From: "J. Ransom" <dickins-AT-tin.it>
Subject: R: Postmodernism & Liberalism
Date: Wed, 3 Mar 1999 12:53:50 +0100


-----Original Message-----
From: RICHARD PITHOUSE <pithouse-AT-pixie.udw.ac.za>
To: foucault-AT-lists.village.virginia.edu
<foucault-AT-lists.village.virginia.edu>
Date: Wednesday, March 03, 1999 11:22 AM
Subject: Re: Postmodernism & Liberalism


>
>On Tue, 2 Mar 1999, TOM DILLINGHAM wrote:
>
>> I see no issues, merely a tired and cliched repetition....
>
>The paper's hardly brilliant but it is interesting to note that when
>devotees of the postmodern cult are confronted with its obvious complicity
>with oppression (and in particular with what Anthony Richmond calls
>'Global Apartheid') they usually reply in terms suited to a contemptuous
>dismissing of yesterday's fashion.

Yes, it's true, whenever I'm confronted with my obvious complicity with
oppression I adopt a tragically hip attitude.

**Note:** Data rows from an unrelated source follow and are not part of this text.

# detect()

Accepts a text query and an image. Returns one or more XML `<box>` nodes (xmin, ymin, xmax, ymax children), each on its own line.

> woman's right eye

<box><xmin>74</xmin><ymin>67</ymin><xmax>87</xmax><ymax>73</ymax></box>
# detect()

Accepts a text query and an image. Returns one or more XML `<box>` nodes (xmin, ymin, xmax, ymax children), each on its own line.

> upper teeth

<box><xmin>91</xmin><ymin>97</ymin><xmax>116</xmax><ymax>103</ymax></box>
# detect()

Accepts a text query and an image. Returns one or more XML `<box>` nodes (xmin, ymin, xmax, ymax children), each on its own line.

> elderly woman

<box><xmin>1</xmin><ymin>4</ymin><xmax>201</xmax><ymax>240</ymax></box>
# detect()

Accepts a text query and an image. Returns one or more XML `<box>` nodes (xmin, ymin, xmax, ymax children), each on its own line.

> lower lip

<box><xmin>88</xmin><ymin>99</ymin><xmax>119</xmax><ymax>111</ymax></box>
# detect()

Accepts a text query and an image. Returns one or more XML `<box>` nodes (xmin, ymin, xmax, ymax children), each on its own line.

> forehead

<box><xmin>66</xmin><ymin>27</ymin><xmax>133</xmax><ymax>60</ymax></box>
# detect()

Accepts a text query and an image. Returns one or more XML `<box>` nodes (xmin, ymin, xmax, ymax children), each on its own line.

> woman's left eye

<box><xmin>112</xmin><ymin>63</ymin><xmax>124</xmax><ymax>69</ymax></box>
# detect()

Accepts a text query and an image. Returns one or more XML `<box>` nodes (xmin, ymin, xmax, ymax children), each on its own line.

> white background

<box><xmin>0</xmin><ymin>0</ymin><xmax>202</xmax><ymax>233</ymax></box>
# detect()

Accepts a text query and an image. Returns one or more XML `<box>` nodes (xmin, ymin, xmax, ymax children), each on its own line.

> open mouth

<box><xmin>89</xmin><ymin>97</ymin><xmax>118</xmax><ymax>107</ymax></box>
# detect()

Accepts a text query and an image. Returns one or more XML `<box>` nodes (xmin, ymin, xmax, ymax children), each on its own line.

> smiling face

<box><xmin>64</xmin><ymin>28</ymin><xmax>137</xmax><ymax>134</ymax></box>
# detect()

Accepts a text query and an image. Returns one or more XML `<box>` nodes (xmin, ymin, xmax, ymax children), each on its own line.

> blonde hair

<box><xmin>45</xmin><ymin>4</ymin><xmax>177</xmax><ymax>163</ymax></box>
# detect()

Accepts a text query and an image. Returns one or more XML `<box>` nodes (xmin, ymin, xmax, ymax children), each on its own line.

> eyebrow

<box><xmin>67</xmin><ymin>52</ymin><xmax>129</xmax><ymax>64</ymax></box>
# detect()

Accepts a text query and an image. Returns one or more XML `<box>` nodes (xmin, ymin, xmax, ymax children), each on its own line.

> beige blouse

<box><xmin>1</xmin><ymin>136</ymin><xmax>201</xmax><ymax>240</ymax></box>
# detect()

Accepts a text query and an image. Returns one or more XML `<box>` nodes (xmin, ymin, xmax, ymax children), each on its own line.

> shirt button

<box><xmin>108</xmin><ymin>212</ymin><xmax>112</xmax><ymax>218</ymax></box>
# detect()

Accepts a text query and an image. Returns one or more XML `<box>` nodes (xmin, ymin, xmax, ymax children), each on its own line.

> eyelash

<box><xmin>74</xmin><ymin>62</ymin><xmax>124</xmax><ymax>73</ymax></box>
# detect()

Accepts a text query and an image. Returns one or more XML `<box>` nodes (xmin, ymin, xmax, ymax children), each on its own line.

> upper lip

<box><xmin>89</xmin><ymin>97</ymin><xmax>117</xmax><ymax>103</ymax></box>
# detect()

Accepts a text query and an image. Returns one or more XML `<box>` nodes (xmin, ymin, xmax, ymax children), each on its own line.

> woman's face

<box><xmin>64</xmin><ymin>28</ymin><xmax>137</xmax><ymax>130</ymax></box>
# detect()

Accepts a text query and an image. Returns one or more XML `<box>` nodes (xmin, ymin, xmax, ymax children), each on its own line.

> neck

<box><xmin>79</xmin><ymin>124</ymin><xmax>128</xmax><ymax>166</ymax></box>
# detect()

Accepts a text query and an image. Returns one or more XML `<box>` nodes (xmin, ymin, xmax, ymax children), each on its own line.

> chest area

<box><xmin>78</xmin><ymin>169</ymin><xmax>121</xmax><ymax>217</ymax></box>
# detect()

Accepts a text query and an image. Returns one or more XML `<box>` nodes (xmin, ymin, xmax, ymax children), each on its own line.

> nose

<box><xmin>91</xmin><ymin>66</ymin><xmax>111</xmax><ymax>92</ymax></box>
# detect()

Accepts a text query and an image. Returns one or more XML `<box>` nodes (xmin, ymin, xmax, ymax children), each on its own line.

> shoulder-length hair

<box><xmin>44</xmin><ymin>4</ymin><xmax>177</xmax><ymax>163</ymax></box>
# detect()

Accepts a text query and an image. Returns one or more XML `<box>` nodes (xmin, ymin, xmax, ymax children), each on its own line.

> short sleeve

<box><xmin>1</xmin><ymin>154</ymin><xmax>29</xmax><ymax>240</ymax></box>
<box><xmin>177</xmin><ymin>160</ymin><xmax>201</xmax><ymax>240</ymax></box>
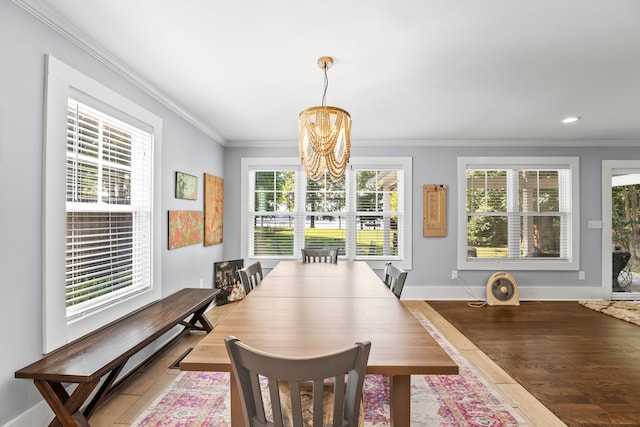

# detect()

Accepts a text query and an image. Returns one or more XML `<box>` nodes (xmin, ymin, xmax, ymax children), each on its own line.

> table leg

<box><xmin>229</xmin><ymin>372</ymin><xmax>246</xmax><ymax>427</ymax></box>
<box><xmin>389</xmin><ymin>375</ymin><xmax>411</xmax><ymax>427</ymax></box>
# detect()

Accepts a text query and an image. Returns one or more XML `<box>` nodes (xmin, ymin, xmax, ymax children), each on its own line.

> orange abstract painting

<box><xmin>169</xmin><ymin>211</ymin><xmax>202</xmax><ymax>249</ymax></box>
<box><xmin>204</xmin><ymin>173</ymin><xmax>224</xmax><ymax>246</ymax></box>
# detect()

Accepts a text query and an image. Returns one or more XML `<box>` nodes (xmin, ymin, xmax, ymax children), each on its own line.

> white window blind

<box><xmin>243</xmin><ymin>159</ymin><xmax>410</xmax><ymax>265</ymax></box>
<box><xmin>249</xmin><ymin>169</ymin><xmax>296</xmax><ymax>258</ymax></box>
<box><xmin>65</xmin><ymin>98</ymin><xmax>153</xmax><ymax>319</ymax></box>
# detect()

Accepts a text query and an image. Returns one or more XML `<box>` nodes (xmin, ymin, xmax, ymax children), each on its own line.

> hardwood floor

<box><xmin>428</xmin><ymin>301</ymin><xmax>640</xmax><ymax>427</ymax></box>
<box><xmin>90</xmin><ymin>301</ymin><xmax>565</xmax><ymax>427</ymax></box>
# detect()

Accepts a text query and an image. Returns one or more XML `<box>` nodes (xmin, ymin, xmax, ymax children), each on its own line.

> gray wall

<box><xmin>0</xmin><ymin>0</ymin><xmax>224</xmax><ymax>425</ymax></box>
<box><xmin>224</xmin><ymin>144</ymin><xmax>640</xmax><ymax>300</ymax></box>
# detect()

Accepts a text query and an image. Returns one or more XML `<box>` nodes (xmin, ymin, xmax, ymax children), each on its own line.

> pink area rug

<box><xmin>132</xmin><ymin>315</ymin><xmax>526</xmax><ymax>427</ymax></box>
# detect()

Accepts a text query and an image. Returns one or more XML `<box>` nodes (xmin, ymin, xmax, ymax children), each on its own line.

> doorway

<box><xmin>602</xmin><ymin>160</ymin><xmax>640</xmax><ymax>300</ymax></box>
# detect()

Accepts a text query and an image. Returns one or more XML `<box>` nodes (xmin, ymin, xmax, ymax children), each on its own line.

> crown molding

<box><xmin>226</xmin><ymin>139</ymin><xmax>640</xmax><ymax>148</ymax></box>
<box><xmin>12</xmin><ymin>0</ymin><xmax>227</xmax><ymax>146</ymax></box>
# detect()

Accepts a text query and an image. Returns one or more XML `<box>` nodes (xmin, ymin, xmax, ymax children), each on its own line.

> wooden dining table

<box><xmin>180</xmin><ymin>261</ymin><xmax>458</xmax><ymax>427</ymax></box>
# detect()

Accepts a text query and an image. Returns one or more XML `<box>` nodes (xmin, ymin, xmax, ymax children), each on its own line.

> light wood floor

<box><xmin>90</xmin><ymin>301</ymin><xmax>565</xmax><ymax>427</ymax></box>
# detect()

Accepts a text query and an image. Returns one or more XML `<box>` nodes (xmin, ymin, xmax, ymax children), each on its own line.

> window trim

<box><xmin>240</xmin><ymin>157</ymin><xmax>413</xmax><ymax>270</ymax></box>
<box><xmin>457</xmin><ymin>157</ymin><xmax>580</xmax><ymax>271</ymax></box>
<box><xmin>42</xmin><ymin>55</ymin><xmax>162</xmax><ymax>353</ymax></box>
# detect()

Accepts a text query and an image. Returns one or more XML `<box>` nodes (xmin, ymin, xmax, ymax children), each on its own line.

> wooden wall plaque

<box><xmin>422</xmin><ymin>184</ymin><xmax>447</xmax><ymax>237</ymax></box>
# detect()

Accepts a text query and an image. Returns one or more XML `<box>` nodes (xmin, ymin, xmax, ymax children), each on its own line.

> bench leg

<box><xmin>180</xmin><ymin>305</ymin><xmax>213</xmax><ymax>332</ymax></box>
<box><xmin>33</xmin><ymin>380</ymin><xmax>98</xmax><ymax>427</ymax></box>
<box><xmin>84</xmin><ymin>359</ymin><xmax>129</xmax><ymax>419</ymax></box>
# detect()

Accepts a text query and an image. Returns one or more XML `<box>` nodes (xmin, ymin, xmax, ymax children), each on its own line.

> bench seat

<box><xmin>15</xmin><ymin>288</ymin><xmax>220</xmax><ymax>427</ymax></box>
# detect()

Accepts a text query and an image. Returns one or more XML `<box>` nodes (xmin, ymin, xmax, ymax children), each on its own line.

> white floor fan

<box><xmin>487</xmin><ymin>271</ymin><xmax>520</xmax><ymax>305</ymax></box>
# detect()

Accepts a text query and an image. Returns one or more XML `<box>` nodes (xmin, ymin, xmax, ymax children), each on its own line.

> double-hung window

<box><xmin>458</xmin><ymin>157</ymin><xmax>579</xmax><ymax>270</ymax></box>
<box><xmin>43</xmin><ymin>57</ymin><xmax>162</xmax><ymax>352</ymax></box>
<box><xmin>242</xmin><ymin>158</ymin><xmax>411</xmax><ymax>268</ymax></box>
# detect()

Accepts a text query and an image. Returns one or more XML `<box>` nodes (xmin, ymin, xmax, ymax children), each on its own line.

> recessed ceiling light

<box><xmin>562</xmin><ymin>116</ymin><xmax>582</xmax><ymax>124</ymax></box>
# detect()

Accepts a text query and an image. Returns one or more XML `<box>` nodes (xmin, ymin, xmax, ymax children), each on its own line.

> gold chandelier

<box><xmin>298</xmin><ymin>56</ymin><xmax>351</xmax><ymax>182</ymax></box>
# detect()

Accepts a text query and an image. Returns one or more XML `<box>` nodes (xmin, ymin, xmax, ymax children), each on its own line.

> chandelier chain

<box><xmin>322</xmin><ymin>62</ymin><xmax>329</xmax><ymax>107</ymax></box>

The rule of intellectual charity requires -- note it is not an option! --
that any time you engage in intellectual discourse you construe the position
of your interlocutor as favorably as possible. The regular violation of this
rule by self-styled 'opponents' of postmodernism -- as if this were a fad
and not a condition -- is the surest sign of their intellectual bankruptcy.
And I say that as a strict follower of the rule of intellectual charity!

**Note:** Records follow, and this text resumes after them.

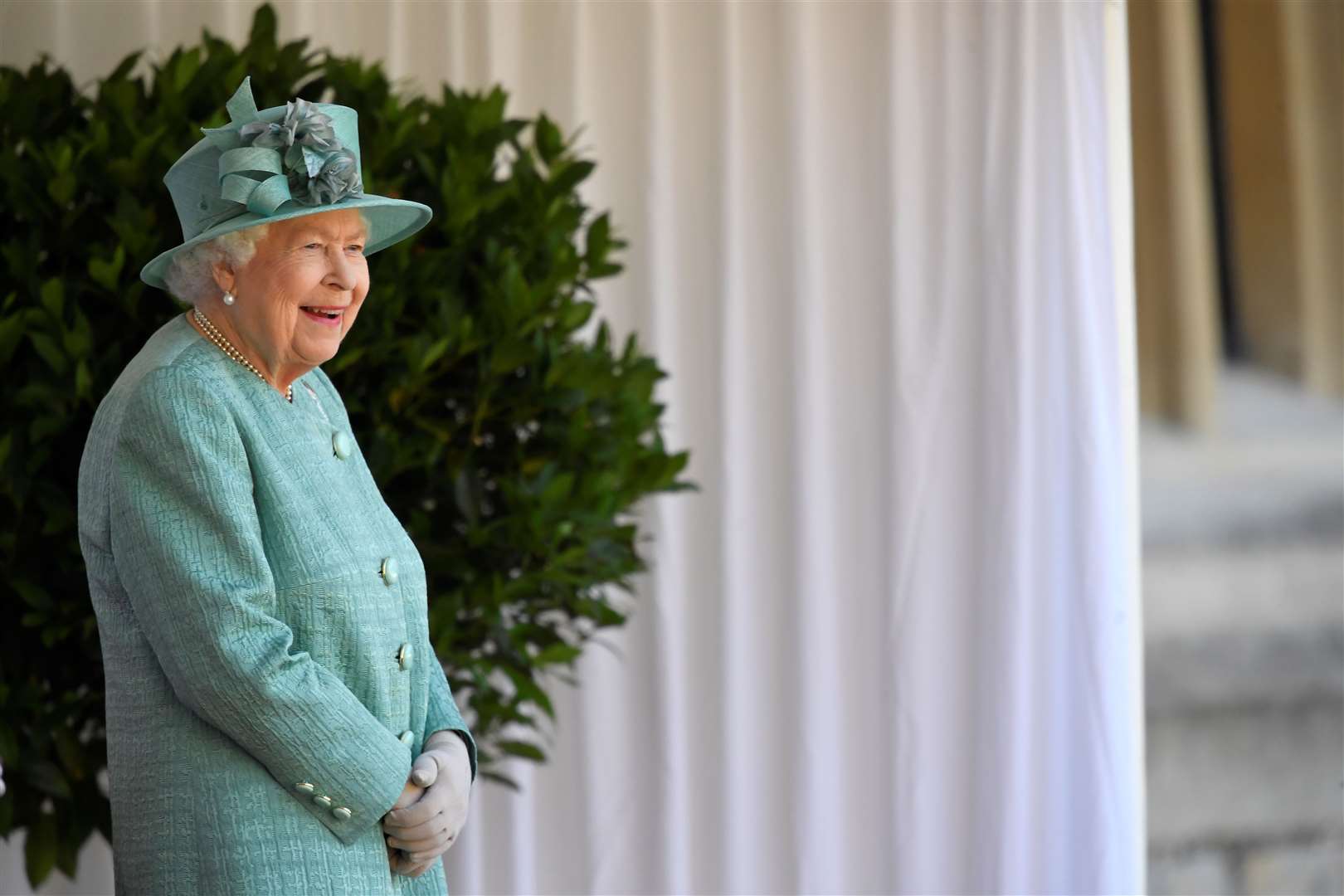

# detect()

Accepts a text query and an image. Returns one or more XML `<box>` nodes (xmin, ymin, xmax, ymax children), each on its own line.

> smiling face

<box><xmin>214</xmin><ymin>208</ymin><xmax>368</xmax><ymax>382</ymax></box>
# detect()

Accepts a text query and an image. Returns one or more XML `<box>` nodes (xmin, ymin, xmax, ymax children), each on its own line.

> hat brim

<box><xmin>139</xmin><ymin>193</ymin><xmax>434</xmax><ymax>290</ymax></box>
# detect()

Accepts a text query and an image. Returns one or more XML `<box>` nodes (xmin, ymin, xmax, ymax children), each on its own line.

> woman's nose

<box><xmin>327</xmin><ymin>246</ymin><xmax>356</xmax><ymax>293</ymax></box>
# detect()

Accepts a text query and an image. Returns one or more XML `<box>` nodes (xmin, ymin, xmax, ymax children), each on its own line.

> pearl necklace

<box><xmin>191</xmin><ymin>308</ymin><xmax>295</xmax><ymax>404</ymax></box>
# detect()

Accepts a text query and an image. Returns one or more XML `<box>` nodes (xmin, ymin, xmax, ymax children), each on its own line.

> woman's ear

<box><xmin>210</xmin><ymin>261</ymin><xmax>236</xmax><ymax>293</ymax></box>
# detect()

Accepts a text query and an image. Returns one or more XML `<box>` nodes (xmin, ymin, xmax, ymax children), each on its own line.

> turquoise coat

<box><xmin>80</xmin><ymin>316</ymin><xmax>475</xmax><ymax>896</ymax></box>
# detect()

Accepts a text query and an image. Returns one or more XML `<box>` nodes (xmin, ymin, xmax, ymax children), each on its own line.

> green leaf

<box><xmin>28</xmin><ymin>334</ymin><xmax>69</xmax><ymax>376</ymax></box>
<box><xmin>23</xmin><ymin>759</ymin><xmax>70</xmax><ymax>799</ymax></box>
<box><xmin>499</xmin><ymin>740</ymin><xmax>546</xmax><ymax>774</ymax></box>
<box><xmin>89</xmin><ymin>243</ymin><xmax>126</xmax><ymax>290</ymax></box>
<box><xmin>533</xmin><ymin>644</ymin><xmax>583</xmax><ymax>666</ymax></box>
<box><xmin>41</xmin><ymin>278</ymin><xmax>66</xmax><ymax>321</ymax></box>
<box><xmin>51</xmin><ymin>727</ymin><xmax>85</xmax><ymax>781</ymax></box>
<box><xmin>23</xmin><ymin>813</ymin><xmax>56</xmax><ymax>888</ymax></box>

>The implication of this type of
>response is clear: Postmodernism is more about being hip, aesthetically
>sophisticated etc than about being right or, for that matter, just.

"Postmodernism is more about being hip...than about being...just." Will
someone please apply the rule of intellectual charity to this thought!

>It's no coincidence that postmodernism really took off when the USA was
>defeated in Vietnam and Britian, France etc hounded out of Africa and
>Asia.

Yes it is.

>It's also no coincidence that in South Africa former supporters of
>apartheid tend to love postmodernism while its former opponents tend to
>see it as nothing by a self serving and very convenient way of giving a
>progressive gloss to what are in practice very conservative ideas and
>agendas.

It's true. P.W. Botha recently wrote an op-ed piece in a Johannesburg paper
where he wrote, "I tend to love postmodernism."

>Postmodernism is the prefect prozac for people living through
>what Fanon called the crises of European man.

I thought Fanon was the perfect prozac for people living through the crisis
of postmodernism.

>But it doesn't do much for
>the Palistinian who's just been evicted from his home, the Indian or
>Kenyan farmer whose just discovered that a multinational owns the
>'intellectual property rights' to her seed, the African state paying 40%
>of its revenue to Western banks, the Indonesian student stuggling against
>a barbaric regime that's been nurtured and propped by by the West for
>years, the 20% of South African children who don't have access to
>sufficient protein for healthy development etc, etc,

You were expecting maybe Fourier? Karl Marx?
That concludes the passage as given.